Desde pequeña, Laura Ramió Lluch siempre tuvo un espíritu inquieto. Creció en Girona, entre peleas en el colegio público y escapadas a la granja de su abuelo, donde aprendió el amor por los animales y descubrió el valor de la fe. Fue en la adolescencia cuando, sin darse cuenta al principio, se vio envuelta en un ambiente de formación cristiana en el Club Rocabruna. "Yo estaba allí como en una familia, a mis anchas", recuerda.
El descubrimiento del Opus Dei no fue un impacto repentino, sino una revelación natural.
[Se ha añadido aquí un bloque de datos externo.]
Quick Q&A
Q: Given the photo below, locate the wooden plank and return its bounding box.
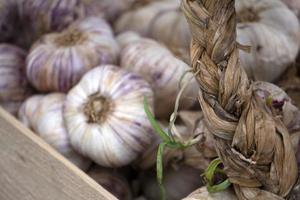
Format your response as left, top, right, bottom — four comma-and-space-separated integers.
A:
0, 108, 116, 200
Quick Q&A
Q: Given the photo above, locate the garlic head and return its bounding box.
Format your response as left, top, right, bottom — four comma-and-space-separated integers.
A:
26, 17, 119, 92
64, 65, 153, 167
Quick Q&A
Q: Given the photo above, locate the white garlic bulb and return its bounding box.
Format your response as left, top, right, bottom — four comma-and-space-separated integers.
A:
282, 0, 300, 19
26, 17, 119, 92
0, 44, 31, 115
182, 187, 237, 200
115, 0, 191, 57
64, 65, 153, 167
19, 93, 91, 170
141, 165, 202, 200
118, 33, 199, 118
87, 166, 132, 200
236, 0, 300, 82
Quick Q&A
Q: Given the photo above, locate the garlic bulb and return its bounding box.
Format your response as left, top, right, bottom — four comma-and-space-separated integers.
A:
115, 0, 191, 57
282, 0, 300, 19
118, 33, 199, 118
19, 93, 91, 170
115, 0, 300, 82
236, 0, 300, 82
0, 0, 19, 42
141, 165, 202, 200
0, 44, 31, 115
183, 187, 237, 200
26, 17, 119, 92
64, 65, 153, 167
87, 166, 132, 200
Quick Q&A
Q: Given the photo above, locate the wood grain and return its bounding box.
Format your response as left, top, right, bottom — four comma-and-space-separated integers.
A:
0, 108, 116, 200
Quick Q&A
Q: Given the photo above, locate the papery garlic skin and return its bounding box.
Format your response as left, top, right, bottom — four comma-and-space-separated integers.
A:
0, 44, 31, 115
19, 93, 91, 171
26, 17, 119, 92
64, 65, 153, 167
0, 0, 19, 42
236, 0, 300, 82
119, 33, 199, 118
141, 165, 202, 200
182, 187, 237, 200
115, 0, 191, 60
87, 166, 132, 200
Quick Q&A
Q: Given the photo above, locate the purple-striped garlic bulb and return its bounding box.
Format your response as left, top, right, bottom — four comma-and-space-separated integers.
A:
0, 0, 19, 42
19, 93, 91, 170
26, 17, 119, 92
64, 65, 153, 167
117, 32, 199, 118
0, 44, 31, 115
87, 166, 132, 200
115, 0, 191, 59
182, 187, 237, 200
Para ella, era un espacio de crecimiento, una continuidad de los valores que su abuelo le había transmitido antes de fallecer. A los 18 años, cuando decidió hacerse numeraria, llegó el momento difícil: contarle a su familia. "Mi madre se enfadó mucho, mucho, mucho", dice con énfasis. La relación con ella se volvió tensa, al punto de que durante años dejó de hablarle.
"Yo hago las cosas porque yo quiero"
Laura siguió adelante, convencida de que su vocación no era una imposición externa, sino una decisión propia. "Si ser del Opus Dei es algo muy bueno, ¿por qué os enfadáis tanto?", se preguntaba. Con el tiempo, su madre empezó a darse cuenta de que su hija era feliz. En los viajes a congresos, madre e hija compartieron momentos clave que suavizaron las tensiones. "Mamá, es que a mí no me controla nadie", le decía cuando ella insistía en que no fuera a misa durante un viaje.
Cuando tuvo la oportunidad de hacer una estancia en el prestigioso Roslin Institute de Edimburgo, su familia temió que el Opus Dei no le permitiera ir por no haber un centro cercano. Pero Laura, con su determinación intacta, lo dejó claro: "¿Qué significa que no me dejarán ir?". Se mudó a Escocia, vivió su fe a su manera y demostró que su vocación no era una carga, sino una elección.
Hoy, la relación con su familia es más fuerte que nunca. Con sus sobrinos, con su hermana amante de los caballos y con su madre, quien finalmente entendió que Laura no vive bajo órdenes externas, sino con la libertad de quien ha encontrado su propio camino.